If you know \(7 + 3 = 10\), then you also know \(10 - 7 = 3\) and \(10 - 3 = 7\). This means learning addition facts helps subtraction, and learning subtraction facts helps addition too.
| Known fact | Related facts |
|---|---|
| \(5 + 5 = 10\) | \(10 - 5 = 5\) |
| \(6 + 4 = 10\) | \(10 - 6 = 4\), \(10 - 4 = 6\) |
| \(9 + 2 = 11\) | \(11 - 9 = 2\), \(11 - 2 = 9\) |
Table 1. Examples of how one addition fact helps with subtraction facts.
Later, when you solve a subtraction problem and feel stuck, think about the partner addition fact. The fact family in [Figure 3] helps show why this works.
Worked example 1
Solve \(9 + 5\) by making \(10\).
Step 1: Break apart \(5\).
\(5 = 1 + 4\)
Step 2: Use \(1\) to make \(10\).
\(9 + 1 = 10\)
Step 3: Add the leftover \(4\).
\(10 + 4 = 14\)
\(9 + 5 = 14\)
Making \(10\) is a fast choice here because \(9\) is only \(1\) away from \(10\).
Worked example 2
Solve \(13 - 6\) by breaking apart the \(6\).
Step 1: Think about how to reach \(10\) first.
From \(13\), subtract \(3\) to get \(10\).
Step 2: Since \(6 = 3 + 3\), subtract the other \(3\).
\(10 - 3 = 7\)
Step 3: Put the two subtraction parts together.
\(13 - 6 = 13 - 3 - 3 = 7\)
\(13 - 6 = 7\)
This works because reaching \(10\) first makes the steps simple and clear.
Worked example 3
Solve \(6 + 7\) using an easier known sum.

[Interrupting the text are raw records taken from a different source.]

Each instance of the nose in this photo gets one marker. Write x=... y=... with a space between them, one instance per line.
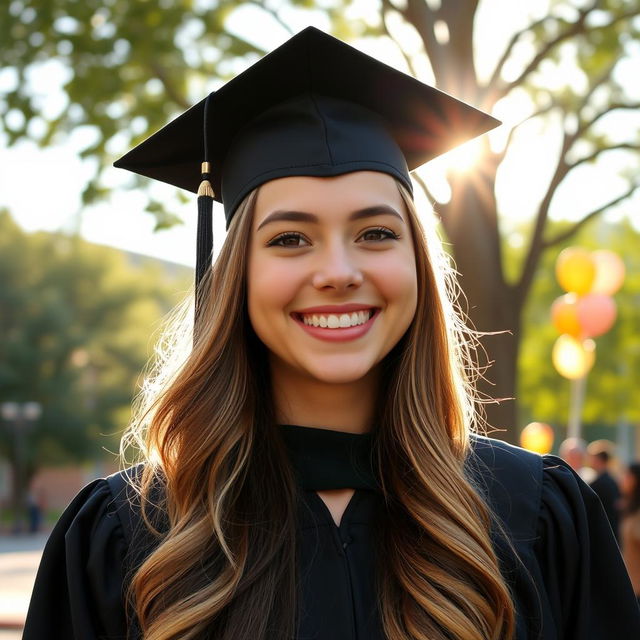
x=337 y=269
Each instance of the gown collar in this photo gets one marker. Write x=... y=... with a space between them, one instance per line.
x=326 y=459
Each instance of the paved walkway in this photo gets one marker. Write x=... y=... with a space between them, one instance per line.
x=19 y=559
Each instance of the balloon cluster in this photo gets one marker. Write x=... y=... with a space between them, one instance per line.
x=587 y=310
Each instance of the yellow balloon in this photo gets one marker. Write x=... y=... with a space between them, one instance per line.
x=610 y=272
x=538 y=437
x=573 y=358
x=575 y=270
x=564 y=315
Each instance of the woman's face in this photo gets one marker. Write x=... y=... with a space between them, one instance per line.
x=332 y=275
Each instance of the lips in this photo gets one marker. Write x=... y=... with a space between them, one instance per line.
x=336 y=322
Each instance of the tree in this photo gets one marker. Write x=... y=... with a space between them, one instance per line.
x=133 y=65
x=74 y=333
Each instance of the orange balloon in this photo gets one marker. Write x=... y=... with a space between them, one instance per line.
x=564 y=314
x=573 y=358
x=596 y=314
x=610 y=271
x=538 y=437
x=575 y=270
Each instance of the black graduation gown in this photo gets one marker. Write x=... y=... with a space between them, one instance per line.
x=568 y=582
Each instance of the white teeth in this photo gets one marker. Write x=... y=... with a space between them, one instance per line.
x=332 y=321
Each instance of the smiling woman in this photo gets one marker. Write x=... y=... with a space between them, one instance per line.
x=310 y=466
x=347 y=249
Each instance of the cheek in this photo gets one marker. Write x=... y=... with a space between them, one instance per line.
x=397 y=281
x=271 y=286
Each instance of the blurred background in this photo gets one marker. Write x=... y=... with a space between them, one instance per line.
x=91 y=259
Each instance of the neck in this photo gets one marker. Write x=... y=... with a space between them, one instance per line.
x=309 y=402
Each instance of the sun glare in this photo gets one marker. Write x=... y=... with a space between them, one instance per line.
x=461 y=159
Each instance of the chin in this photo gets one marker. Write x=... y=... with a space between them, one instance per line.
x=339 y=372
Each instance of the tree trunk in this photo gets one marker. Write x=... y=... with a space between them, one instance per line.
x=470 y=222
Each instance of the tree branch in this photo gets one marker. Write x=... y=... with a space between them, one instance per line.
x=565 y=235
x=387 y=7
x=576 y=28
x=521 y=288
x=495 y=76
x=592 y=156
x=611 y=107
x=273 y=13
x=419 y=14
x=540 y=112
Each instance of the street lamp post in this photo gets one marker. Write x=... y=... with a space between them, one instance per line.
x=21 y=417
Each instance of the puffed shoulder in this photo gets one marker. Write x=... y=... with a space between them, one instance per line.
x=567 y=572
x=78 y=591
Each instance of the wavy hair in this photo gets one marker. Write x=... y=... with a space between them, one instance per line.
x=225 y=565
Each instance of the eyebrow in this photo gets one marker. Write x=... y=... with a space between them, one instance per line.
x=304 y=216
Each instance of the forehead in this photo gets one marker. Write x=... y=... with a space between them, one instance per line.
x=329 y=196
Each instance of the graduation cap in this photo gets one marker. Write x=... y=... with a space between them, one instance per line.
x=315 y=106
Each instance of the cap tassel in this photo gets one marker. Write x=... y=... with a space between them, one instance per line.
x=204 y=233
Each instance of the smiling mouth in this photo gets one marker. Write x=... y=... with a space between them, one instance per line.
x=336 y=320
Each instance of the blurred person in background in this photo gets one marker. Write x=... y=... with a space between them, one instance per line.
x=630 y=525
x=573 y=451
x=600 y=453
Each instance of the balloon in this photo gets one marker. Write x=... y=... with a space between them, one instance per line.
x=564 y=314
x=573 y=358
x=609 y=272
x=538 y=437
x=596 y=314
x=575 y=270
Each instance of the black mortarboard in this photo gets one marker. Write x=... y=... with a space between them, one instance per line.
x=316 y=107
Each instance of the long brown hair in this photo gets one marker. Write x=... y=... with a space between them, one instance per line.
x=225 y=568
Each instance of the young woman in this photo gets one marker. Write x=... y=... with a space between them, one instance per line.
x=630 y=526
x=310 y=468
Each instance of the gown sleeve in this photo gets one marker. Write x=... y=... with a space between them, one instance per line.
x=78 y=592
x=587 y=588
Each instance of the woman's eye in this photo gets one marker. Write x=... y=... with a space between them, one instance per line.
x=289 y=239
x=378 y=234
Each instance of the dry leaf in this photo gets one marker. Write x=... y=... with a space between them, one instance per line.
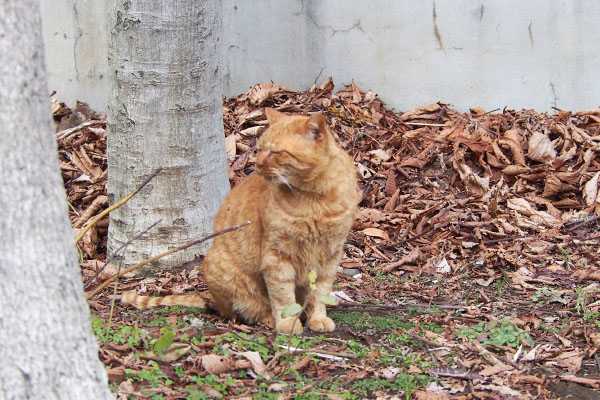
x=214 y=364
x=259 y=93
x=590 y=190
x=540 y=148
x=230 y=147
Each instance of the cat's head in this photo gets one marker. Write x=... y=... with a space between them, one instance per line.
x=294 y=149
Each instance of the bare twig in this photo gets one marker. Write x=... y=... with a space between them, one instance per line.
x=166 y=253
x=387 y=246
x=116 y=205
x=127 y=243
x=68 y=132
x=424 y=124
x=506 y=239
x=575 y=224
x=367 y=306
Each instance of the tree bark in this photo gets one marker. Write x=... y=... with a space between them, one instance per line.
x=46 y=345
x=165 y=110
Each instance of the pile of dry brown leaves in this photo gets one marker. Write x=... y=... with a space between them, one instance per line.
x=480 y=215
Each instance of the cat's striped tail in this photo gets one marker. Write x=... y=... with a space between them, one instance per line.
x=186 y=300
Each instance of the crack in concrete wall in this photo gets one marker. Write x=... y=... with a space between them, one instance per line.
x=496 y=53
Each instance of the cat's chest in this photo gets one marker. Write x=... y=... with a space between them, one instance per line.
x=310 y=223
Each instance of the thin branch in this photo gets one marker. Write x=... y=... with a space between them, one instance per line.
x=366 y=306
x=506 y=239
x=127 y=243
x=424 y=124
x=575 y=224
x=166 y=253
x=388 y=246
x=68 y=132
x=116 y=205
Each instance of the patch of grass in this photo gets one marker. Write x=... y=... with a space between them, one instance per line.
x=406 y=383
x=501 y=283
x=160 y=321
x=363 y=321
x=592 y=318
x=119 y=334
x=154 y=377
x=548 y=296
x=296 y=341
x=244 y=342
x=503 y=333
x=432 y=327
x=209 y=380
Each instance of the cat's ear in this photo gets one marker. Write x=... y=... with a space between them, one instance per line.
x=317 y=126
x=273 y=115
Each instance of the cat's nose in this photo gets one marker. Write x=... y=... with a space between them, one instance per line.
x=260 y=160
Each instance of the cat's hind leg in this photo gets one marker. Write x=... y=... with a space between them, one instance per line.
x=238 y=293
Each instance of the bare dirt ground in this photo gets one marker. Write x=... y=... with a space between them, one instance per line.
x=471 y=271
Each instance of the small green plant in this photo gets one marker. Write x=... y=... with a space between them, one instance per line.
x=119 y=334
x=362 y=321
x=566 y=254
x=548 y=296
x=503 y=333
x=592 y=318
x=432 y=327
x=154 y=376
x=406 y=383
x=162 y=344
x=501 y=282
x=583 y=298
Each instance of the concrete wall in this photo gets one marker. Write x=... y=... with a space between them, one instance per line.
x=521 y=54
x=76 y=37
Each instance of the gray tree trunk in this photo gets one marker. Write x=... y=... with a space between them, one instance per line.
x=165 y=110
x=47 y=350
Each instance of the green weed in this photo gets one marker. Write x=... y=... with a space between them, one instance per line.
x=504 y=333
x=121 y=334
x=406 y=383
x=363 y=321
x=548 y=296
x=154 y=377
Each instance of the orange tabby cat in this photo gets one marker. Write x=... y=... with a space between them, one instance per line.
x=300 y=201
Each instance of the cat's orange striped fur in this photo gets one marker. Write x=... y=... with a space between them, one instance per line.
x=300 y=201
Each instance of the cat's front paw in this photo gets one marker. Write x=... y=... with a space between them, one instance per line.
x=321 y=324
x=290 y=326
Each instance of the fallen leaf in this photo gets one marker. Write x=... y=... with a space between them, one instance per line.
x=540 y=148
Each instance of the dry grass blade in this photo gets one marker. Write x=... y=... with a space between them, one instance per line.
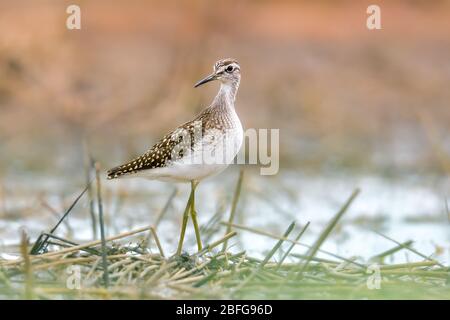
x=27 y=267
x=313 y=250
x=379 y=257
x=237 y=193
x=158 y=243
x=102 y=226
x=286 y=254
x=407 y=248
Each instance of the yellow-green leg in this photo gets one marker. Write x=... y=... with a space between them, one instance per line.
x=194 y=215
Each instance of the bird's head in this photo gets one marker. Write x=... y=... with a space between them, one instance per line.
x=227 y=71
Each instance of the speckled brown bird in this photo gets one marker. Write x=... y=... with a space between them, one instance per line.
x=198 y=148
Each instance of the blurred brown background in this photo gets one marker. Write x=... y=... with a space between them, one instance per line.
x=342 y=96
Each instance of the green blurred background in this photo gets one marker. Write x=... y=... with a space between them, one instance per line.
x=342 y=96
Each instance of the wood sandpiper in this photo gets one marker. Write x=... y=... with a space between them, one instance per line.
x=197 y=149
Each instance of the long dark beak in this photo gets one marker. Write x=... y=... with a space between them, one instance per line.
x=209 y=78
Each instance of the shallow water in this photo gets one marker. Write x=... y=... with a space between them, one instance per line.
x=405 y=208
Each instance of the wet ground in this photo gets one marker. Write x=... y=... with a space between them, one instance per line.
x=402 y=208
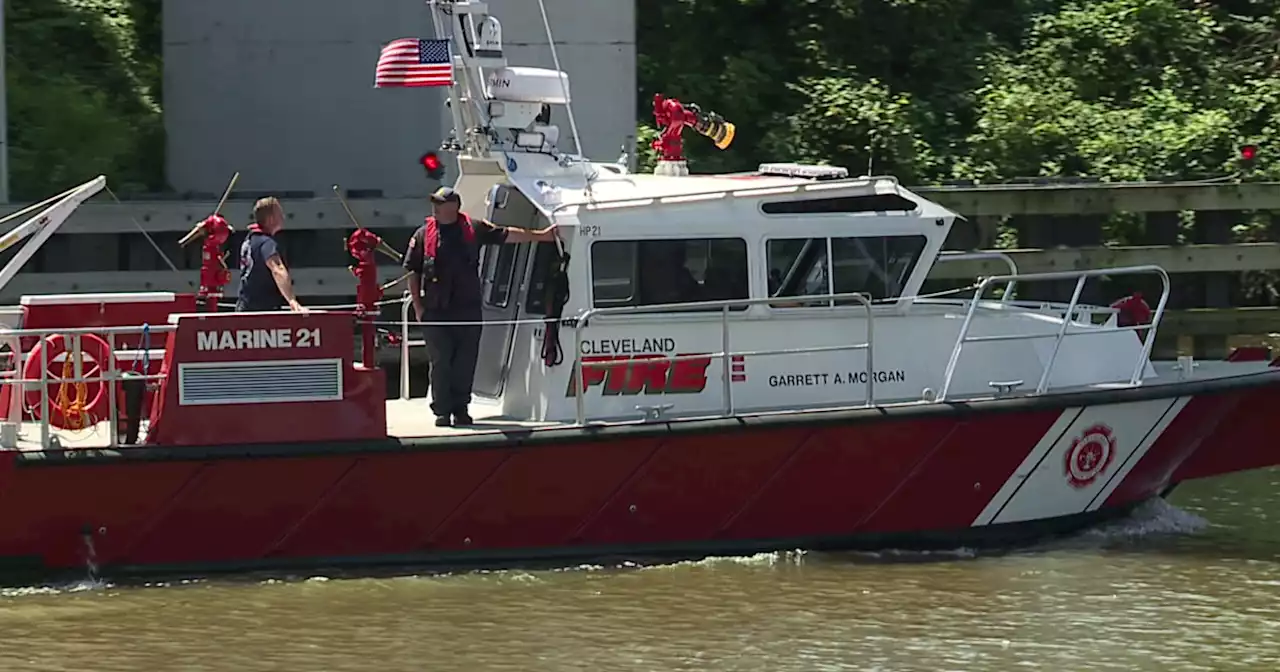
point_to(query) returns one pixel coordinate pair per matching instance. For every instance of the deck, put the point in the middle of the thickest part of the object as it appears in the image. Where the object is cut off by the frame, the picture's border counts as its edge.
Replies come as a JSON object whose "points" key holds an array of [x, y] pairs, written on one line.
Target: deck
{"points": [[412, 419], [406, 419]]}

Step 1: Notice that \(6\) and \(7\) are almost doubles.
\(7 = 6 + 1\)
Step 2: Use the double.
\(6 + 6 = 12\)
Step 3: Add the extra \(1\).
\(12 + 1 = 13\)
\(6 + 7 = 13\)
Near-doubles are helpful when two numbers are close together.
Worked example 4
If \(8 + 4 = 12\), solve \(12 - 8\).
Step 1: Think about the partner addition fact.
\(8 + 4 = 12\)
Step 2: Ask, "What goes with \(8\) to make \(12\)?"
The answer is \(4\).
\(12 - 8 = 4\)
This is a great example of using the relationship between addition and subtraction.
These strategies help in everyday situations. Suppose you have \(8\) crayons and a friend gives you \(6\) more. You can think \(8 + 2 = 10\), then \(10 + 4 = 14\). Now you know there are \(14\) crayons.

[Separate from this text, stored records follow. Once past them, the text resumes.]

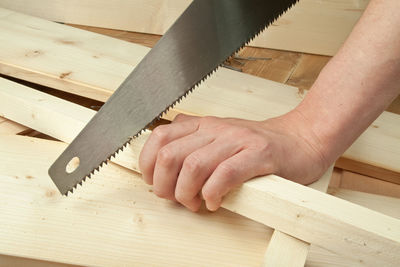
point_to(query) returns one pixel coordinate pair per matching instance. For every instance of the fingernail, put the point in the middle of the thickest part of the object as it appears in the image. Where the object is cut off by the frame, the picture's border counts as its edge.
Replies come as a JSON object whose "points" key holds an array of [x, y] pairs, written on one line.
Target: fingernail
{"points": [[213, 206]]}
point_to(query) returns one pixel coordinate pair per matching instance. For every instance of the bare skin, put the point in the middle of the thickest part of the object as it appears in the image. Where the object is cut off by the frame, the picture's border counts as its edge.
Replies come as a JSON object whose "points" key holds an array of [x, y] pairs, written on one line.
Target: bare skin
{"points": [[210, 156]]}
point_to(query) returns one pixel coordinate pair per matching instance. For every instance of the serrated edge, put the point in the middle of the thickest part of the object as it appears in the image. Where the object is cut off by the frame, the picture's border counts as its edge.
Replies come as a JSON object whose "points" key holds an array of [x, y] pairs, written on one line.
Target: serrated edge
{"points": [[190, 90]]}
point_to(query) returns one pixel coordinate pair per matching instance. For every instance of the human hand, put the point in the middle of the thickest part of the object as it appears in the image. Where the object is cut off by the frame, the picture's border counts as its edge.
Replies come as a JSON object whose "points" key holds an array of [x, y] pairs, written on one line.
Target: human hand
{"points": [[209, 156]]}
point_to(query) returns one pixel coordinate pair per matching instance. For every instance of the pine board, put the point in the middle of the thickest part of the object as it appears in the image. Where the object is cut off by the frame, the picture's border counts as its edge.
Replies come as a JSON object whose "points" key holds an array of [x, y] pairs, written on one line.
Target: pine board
{"points": [[113, 220], [10, 127], [312, 26], [274, 190], [386, 205]]}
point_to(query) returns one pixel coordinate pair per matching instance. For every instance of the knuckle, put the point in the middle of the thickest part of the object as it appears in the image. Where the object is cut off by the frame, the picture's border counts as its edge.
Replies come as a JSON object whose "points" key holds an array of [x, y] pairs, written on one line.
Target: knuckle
{"points": [[208, 120], [161, 193], [210, 194], [192, 164], [165, 157], [161, 132], [181, 197], [226, 170]]}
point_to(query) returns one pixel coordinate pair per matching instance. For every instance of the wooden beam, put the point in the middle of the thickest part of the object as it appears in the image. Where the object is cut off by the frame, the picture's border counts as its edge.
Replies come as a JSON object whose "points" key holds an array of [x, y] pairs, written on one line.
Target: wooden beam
{"points": [[357, 182], [386, 205], [113, 220], [280, 243], [93, 65], [285, 251], [10, 127], [330, 25], [328, 222], [304, 208]]}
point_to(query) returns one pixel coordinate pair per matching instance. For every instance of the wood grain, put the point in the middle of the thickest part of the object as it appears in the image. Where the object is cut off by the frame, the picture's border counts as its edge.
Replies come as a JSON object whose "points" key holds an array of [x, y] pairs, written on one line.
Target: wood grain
{"points": [[10, 127], [331, 22], [357, 182], [296, 205], [383, 204], [97, 70], [113, 220]]}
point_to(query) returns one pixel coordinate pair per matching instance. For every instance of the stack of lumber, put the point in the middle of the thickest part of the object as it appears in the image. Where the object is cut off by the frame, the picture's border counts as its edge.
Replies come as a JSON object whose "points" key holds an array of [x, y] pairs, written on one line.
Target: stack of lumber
{"points": [[114, 219]]}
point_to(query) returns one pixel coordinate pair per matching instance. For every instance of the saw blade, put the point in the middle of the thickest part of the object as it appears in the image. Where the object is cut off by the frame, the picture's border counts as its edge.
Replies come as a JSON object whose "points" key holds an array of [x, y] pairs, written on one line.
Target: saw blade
{"points": [[202, 38]]}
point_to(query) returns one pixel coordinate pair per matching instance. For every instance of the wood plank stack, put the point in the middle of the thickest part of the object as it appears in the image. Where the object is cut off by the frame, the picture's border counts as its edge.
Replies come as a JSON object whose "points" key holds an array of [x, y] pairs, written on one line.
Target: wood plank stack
{"points": [[114, 219]]}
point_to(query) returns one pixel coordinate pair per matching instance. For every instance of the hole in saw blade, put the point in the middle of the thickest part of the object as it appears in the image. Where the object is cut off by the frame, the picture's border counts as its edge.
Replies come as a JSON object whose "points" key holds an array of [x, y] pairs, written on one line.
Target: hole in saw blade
{"points": [[72, 165]]}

Or maybe there are \(13\) crackers on a plate and \(4\) are eaten. You can think \(13 - 3 = 10\), then \(10 - 1 = 9\). So \(9\) crackers are left.
At recess, if \(7\) children are playing and \(3\) more join, you know \(7 + 3 = 10\). Then if \(2\) children leave, \(10 - 2 = 8\). Quick facts help you keep track without starting over each time.

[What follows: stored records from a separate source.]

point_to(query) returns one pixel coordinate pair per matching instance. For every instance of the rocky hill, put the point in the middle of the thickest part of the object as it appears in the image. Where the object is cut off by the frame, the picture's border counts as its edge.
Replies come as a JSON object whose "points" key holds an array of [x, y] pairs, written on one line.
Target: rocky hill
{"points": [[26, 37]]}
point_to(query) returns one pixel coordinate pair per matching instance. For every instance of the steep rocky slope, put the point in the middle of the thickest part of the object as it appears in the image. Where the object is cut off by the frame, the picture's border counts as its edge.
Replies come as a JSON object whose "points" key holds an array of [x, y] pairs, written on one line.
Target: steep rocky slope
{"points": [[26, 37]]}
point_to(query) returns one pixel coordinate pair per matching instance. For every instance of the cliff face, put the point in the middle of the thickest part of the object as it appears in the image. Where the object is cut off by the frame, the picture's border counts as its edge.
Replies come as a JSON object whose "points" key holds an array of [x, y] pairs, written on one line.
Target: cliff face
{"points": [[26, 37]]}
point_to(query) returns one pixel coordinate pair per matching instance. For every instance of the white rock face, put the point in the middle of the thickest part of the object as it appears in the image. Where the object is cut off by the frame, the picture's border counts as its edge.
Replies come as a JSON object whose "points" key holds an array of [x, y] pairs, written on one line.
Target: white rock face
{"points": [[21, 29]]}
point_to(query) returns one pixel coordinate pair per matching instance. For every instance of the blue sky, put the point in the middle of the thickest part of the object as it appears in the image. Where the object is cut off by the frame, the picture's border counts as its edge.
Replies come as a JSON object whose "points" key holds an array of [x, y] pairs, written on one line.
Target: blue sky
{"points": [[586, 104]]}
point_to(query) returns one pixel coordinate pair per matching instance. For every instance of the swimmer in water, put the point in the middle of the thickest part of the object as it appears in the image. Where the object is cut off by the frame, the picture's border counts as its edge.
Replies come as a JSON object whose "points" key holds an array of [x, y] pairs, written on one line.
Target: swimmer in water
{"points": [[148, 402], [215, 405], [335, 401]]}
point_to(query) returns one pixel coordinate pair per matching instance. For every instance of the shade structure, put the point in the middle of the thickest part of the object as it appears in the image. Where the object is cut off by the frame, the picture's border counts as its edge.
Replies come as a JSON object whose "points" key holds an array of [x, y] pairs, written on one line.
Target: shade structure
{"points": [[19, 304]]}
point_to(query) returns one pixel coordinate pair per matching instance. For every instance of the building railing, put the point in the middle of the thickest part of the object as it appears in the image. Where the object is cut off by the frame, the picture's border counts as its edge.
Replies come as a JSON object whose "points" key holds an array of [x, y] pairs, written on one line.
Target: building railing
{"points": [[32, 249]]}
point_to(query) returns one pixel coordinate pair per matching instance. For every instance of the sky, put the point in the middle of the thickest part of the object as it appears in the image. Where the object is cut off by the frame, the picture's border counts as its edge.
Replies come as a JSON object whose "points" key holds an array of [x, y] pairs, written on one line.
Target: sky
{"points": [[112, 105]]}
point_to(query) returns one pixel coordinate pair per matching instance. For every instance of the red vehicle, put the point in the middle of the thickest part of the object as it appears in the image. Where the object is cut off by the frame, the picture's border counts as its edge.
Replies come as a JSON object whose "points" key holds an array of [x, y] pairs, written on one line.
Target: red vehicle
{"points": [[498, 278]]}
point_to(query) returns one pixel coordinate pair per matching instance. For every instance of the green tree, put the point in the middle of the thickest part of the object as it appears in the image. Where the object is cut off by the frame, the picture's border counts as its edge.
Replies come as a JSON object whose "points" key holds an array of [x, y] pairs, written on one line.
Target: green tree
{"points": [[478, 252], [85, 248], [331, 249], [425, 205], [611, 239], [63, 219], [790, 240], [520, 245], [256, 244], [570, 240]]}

Your brain gets faster with number facts when you notice patterns. Facts that make \(10\), doubles, and near-doubles are some of the strongest patterns in early math.
Real life is full of adding and subtracting: toys, books, blocks, points in a game, and students in line. Smart strategies save time and help you feel confident.
When you see an addition problem, ask yourself: can I count on, make \(10\), or use a double? When you see a subtraction problem, ask: can I get to \(10\) first, or can a partner addition fact help me?
There is not just one right way to think. The answer must be correct, but the path can change. For \(10 + 7\), you may just know it is \(17\). For \(8 + 7\), making \(10\) may be best: \(8 + 2 + 5 = 10 + 5 = 15\). For \(14 - 5\), you can break apart \(5\) into \(4 + 1\), so \(14 - 4 - 1 = 10 - 1 = 9\).
The more you use these ideas, the more numbers start to fit together like puzzle pieces. Soon, facts within \(20\) feel much easier because you are using what you already know within \(10\).